Do the Pixel 10 Pro or Galaxy S26+ have a better display for outdoor use?

The Pixel 10 Pro is the clearer choice outdoors. Its manual brightness tops out near 1,450 nits versus around 640 nits on the Galaxy S26+, and its color accuracy is substantially closer to reference — errors are hard to spot without instruments, while Samsung's default tuning runs visibly more saturated. If you read or watch in direct sun regularly, the Pixel 10 Pro holds up better.

Is the Galaxy S26 Ultra worth the extra cost over the Pixel 10 Pro XL for photography?

The Galaxy S26 Ultra has the stronger overall camera system. Its main sensor is the sharpest of any phone here, it adds a second telephoto for genuine long-zoom reach up to 100x, and its dynamic range holds more shadow and highlight detail before clipping. The Pixel 10 Pro XL counters with a telephoto that stays sharp into low light and a main camera that's the most consistent across lighting conditions. If reach and outright detail matter most, the Ultra is the better camera phone; if low-light consistency and color steadiness across a whole day of shooting are the priority, the Pixel Pro XL competes well.

Which family should I pick if battery life is my top priority?

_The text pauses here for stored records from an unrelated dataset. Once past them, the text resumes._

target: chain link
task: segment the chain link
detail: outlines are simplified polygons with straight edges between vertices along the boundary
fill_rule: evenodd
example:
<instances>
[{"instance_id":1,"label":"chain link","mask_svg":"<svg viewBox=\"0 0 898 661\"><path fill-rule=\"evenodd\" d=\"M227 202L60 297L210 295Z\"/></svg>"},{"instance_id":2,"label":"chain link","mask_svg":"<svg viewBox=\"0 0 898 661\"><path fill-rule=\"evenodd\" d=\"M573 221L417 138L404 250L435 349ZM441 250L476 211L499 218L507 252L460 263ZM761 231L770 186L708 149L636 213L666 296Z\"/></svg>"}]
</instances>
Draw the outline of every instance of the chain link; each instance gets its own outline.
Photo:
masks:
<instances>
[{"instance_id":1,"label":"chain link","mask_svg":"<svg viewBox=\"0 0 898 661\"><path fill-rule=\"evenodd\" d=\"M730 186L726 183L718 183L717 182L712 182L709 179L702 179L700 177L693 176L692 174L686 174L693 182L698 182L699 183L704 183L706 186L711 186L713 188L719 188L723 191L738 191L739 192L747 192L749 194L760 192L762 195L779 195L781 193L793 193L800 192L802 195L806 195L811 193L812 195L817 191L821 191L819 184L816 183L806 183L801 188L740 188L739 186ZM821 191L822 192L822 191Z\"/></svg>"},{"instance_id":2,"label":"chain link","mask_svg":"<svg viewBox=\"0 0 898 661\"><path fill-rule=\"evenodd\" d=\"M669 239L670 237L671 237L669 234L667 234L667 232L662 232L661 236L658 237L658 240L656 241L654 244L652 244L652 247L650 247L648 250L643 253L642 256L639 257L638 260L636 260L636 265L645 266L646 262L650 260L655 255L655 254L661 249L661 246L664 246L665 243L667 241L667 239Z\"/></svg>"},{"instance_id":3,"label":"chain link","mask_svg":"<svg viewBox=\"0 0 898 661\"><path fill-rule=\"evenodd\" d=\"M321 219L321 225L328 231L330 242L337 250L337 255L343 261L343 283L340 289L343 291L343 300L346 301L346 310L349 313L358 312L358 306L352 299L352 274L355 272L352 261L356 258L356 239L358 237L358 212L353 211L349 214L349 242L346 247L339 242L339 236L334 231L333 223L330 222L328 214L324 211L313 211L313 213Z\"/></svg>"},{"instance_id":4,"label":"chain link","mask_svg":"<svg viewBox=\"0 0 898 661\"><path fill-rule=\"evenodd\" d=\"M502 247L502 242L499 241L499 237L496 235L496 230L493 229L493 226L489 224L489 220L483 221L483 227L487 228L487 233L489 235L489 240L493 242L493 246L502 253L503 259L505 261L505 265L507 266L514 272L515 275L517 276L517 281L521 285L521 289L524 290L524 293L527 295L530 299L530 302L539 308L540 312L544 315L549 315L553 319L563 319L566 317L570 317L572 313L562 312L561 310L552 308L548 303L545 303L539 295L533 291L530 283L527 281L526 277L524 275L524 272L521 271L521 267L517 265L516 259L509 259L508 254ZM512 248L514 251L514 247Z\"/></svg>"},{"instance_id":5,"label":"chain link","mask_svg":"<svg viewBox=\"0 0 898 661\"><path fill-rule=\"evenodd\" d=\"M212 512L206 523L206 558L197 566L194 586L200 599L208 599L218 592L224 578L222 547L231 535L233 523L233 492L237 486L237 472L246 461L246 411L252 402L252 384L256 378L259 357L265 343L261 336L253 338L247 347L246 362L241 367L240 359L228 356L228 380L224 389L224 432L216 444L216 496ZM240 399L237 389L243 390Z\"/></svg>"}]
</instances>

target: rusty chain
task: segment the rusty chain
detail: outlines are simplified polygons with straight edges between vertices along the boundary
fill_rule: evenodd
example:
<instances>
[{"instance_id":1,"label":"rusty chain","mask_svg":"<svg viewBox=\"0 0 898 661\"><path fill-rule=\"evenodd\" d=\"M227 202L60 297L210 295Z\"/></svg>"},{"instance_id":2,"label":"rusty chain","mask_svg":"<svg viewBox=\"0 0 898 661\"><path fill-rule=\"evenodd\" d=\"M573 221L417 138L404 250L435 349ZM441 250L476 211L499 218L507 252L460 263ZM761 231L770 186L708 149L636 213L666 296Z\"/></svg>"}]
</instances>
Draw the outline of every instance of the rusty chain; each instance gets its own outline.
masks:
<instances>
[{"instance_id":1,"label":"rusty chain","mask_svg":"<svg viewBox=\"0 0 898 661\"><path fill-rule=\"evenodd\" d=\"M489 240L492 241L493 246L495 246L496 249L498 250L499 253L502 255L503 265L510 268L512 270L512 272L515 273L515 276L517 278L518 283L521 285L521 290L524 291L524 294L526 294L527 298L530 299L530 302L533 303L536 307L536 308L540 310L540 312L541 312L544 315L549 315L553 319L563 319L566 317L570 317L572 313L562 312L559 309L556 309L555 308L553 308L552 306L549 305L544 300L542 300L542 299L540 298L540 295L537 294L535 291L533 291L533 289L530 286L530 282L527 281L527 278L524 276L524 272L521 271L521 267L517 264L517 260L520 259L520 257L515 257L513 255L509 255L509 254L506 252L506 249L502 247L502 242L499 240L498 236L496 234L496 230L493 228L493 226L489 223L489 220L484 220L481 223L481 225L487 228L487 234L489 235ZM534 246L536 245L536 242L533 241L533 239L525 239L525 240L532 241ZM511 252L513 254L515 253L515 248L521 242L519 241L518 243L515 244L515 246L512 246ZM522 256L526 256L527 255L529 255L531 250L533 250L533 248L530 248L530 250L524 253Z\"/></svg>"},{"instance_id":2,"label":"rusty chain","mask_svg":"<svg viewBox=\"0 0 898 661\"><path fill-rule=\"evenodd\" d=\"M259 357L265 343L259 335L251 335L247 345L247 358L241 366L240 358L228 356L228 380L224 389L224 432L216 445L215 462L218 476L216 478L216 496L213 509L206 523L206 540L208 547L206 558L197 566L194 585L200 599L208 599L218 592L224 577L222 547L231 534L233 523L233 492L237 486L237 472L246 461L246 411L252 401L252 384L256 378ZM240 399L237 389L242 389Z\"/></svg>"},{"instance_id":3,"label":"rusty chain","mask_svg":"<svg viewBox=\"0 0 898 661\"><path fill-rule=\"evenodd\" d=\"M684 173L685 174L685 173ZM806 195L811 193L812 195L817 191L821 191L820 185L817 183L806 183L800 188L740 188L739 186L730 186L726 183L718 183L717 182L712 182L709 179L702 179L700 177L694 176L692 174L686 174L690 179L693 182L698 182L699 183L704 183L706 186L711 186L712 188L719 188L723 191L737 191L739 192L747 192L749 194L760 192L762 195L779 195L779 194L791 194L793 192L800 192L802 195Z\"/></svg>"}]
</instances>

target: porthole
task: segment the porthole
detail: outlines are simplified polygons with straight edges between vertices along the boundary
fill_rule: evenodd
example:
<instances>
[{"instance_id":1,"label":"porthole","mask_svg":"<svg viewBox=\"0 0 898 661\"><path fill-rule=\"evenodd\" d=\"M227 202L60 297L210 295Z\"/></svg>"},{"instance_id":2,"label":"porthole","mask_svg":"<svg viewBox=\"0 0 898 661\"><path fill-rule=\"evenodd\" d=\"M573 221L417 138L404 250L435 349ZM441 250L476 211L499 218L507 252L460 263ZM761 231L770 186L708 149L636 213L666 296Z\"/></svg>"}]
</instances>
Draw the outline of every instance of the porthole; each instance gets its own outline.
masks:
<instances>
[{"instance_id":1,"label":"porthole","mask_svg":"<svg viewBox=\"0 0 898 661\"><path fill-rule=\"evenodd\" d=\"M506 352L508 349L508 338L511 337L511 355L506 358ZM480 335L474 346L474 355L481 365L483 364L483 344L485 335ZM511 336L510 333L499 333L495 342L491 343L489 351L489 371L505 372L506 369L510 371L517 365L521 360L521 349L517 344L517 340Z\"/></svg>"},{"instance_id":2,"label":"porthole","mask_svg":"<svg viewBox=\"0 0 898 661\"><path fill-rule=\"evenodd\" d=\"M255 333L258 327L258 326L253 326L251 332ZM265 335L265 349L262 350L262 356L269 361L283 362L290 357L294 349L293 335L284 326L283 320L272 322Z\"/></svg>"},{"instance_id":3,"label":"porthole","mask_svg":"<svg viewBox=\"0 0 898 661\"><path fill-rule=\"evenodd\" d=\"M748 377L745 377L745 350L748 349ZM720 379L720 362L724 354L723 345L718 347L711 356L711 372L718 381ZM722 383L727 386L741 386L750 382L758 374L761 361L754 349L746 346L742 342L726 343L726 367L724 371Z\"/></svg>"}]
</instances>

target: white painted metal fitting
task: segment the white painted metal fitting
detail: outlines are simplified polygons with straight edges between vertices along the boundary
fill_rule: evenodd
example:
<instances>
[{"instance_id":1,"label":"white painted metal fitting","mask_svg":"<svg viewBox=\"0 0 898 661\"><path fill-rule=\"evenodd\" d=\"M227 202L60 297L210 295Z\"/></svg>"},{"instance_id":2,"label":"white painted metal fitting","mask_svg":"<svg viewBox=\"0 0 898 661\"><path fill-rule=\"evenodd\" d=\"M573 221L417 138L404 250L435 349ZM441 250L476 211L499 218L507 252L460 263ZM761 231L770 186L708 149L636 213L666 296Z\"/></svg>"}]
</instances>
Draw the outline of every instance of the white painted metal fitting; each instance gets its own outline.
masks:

The Galaxy S26 series lasts longer despite smaller batteries in two of the three tiers. In looped video playback all three Samsung phones clear 30 hours, while the Pixels land between roughly 22 and 23 hours — a gap you'd feel on a long travel day. Gaming drain also favors Samsung. Both families last a full day, but the Galaxy phones carry noticeably more headroom.

Are the Pixel 10 phones good enough for serious gaming, or do I need a Galaxy S26?

For sustained 3D gaming, the Galaxy S26 series is the stronger choice by a wide margin. Samsung's Snapdragon chip posts two to three times higher GPU performance in stress tests, and even after both families throttle under load the Galaxy phones hold a higher sustained output than the Pixels. Everyday tasks run fine on either, but graphically demanding games with long sessions will run better on a Galaxy S26.

How do the Pixel 10 Pro and Galaxy S26+ compare for selfies in low light?

The Pixel 10 Pro holds more detail in dim conditions, but its front camera also carries the heaviest warm color shift of any front camera here — skin tones and whites drift noticeably in warm, low-light settings. Samsung's front camera softens more in the dark but stays more neutral in color. Neither front camera stabilizes video especially well, and both clip highlights in bright backlit scenes.